Wednesday, June 15, 2011

You can't manufacture in South Carolina?

The dispute between airplane maker Boeing and the Machinists union could be the labor fight of the decade. Boeing has built a new assembly plant in North Charleston, S.C., a testament to the resilience of the Charleston area, which had its signature U.S. Navy shipyard yanked away by base realignment. Charleston lost thousands of jobs when the Navy pulled out, and landing Boeing's highly sought-after 787 Dreamliner factory promised a new era in the South Carolina Lowcountry.

But Machinists in Washington state complained that the new assembly plant was a violation of federal labor law and appealed to the National Labor Relations Board, which found that building a new factory in a non-union state violates labor law. Who would've thought it? That decision is now on appeal and will likely end up in federal court. This fight comes after Democrats gave up their plans to acquiesce to labor's demands for "card check" unionization, which would eliminate secret ballot elections for unionizing. Democrats never brought the issue to a vote, even when they had strong majorities in Congress after the 2008 elections.

Boeing apparently made no secret of the fact that it wanted to build a new assembly plant in a location that would not be subject to labor unrest. Machinists had gone on strike four times from 1989 to 2008. A Boeing official said the company could not afford to stop production every three years. Charleston was just one of several locations, including Kinston, N.C., that Boeing considered.

If labor law prohibits a company from building new factories, that has to come as a surprise to most people. The steel industry, automobile manufacturing, textiles and other manufacturing moved production from heavily unionized northern cities to "right to work" states throughout much of the 20th century.
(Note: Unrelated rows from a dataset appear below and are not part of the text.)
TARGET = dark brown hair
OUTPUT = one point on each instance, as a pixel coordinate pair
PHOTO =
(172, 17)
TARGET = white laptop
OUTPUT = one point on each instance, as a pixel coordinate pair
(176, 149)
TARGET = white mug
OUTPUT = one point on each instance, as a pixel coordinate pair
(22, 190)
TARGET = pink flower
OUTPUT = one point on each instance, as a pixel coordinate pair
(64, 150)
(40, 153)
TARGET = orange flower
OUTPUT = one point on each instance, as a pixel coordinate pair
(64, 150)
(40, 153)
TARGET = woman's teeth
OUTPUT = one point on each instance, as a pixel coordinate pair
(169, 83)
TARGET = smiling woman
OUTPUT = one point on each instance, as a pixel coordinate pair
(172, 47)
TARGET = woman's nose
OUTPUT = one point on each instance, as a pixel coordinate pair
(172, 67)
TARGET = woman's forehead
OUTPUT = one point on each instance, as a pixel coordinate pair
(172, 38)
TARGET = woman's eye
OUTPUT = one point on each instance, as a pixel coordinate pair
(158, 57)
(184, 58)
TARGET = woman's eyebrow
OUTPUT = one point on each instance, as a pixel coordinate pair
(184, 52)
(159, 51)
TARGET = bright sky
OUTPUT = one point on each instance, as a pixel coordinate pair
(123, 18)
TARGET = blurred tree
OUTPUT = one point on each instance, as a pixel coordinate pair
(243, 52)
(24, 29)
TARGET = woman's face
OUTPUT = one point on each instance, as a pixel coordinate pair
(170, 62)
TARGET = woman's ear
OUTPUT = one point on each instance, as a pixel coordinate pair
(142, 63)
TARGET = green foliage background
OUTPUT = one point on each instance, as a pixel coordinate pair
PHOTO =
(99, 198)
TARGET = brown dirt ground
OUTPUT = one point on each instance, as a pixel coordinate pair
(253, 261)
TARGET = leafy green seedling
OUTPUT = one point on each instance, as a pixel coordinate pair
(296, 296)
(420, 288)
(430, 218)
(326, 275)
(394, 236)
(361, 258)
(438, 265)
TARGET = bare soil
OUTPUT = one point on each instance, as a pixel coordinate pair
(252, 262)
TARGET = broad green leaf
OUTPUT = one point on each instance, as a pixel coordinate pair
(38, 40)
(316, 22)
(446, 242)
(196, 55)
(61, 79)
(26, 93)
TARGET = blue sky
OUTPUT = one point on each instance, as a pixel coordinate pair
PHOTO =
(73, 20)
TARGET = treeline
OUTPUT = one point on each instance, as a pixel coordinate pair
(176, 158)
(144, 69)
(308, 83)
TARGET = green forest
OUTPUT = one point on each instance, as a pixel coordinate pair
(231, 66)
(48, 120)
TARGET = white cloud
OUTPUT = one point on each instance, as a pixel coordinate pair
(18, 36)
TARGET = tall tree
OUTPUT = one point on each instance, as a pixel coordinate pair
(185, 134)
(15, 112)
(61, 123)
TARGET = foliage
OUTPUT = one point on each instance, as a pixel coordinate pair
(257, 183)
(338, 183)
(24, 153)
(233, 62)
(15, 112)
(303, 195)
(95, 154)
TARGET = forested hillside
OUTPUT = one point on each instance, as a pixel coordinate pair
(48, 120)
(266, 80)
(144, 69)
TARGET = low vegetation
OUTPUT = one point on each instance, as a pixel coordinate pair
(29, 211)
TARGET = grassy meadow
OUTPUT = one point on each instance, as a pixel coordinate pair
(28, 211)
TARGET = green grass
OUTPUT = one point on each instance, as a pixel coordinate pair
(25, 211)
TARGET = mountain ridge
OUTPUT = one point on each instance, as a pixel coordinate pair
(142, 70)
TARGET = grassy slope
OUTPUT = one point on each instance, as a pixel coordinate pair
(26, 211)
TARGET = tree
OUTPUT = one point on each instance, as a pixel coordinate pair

In the latter part of that century, companies moved manufacturing from the South to even lower-wage factories in foreign countries. Reducing costs is a motivating factor in any competitive environment.

Apparently it is not wages that motivated Boeing's move but production consistency. When you're selling multi-million-dollar aircraft, a strike every few years is extremely expensive, and Airbus, the European consortium, is all too eager to make up for Boeing's production delays. The Charleston facility, which is already built, would supplement Boeing's Washington plant. No union members in Washington have lost their jobs, nor have wages been cut. All that Boeing has done is ensure the continuation of its production schedule. The NLRB has found that to be a violation of federal law. If the courts finds that to be illegal, manufacturing in this country is truly endangered.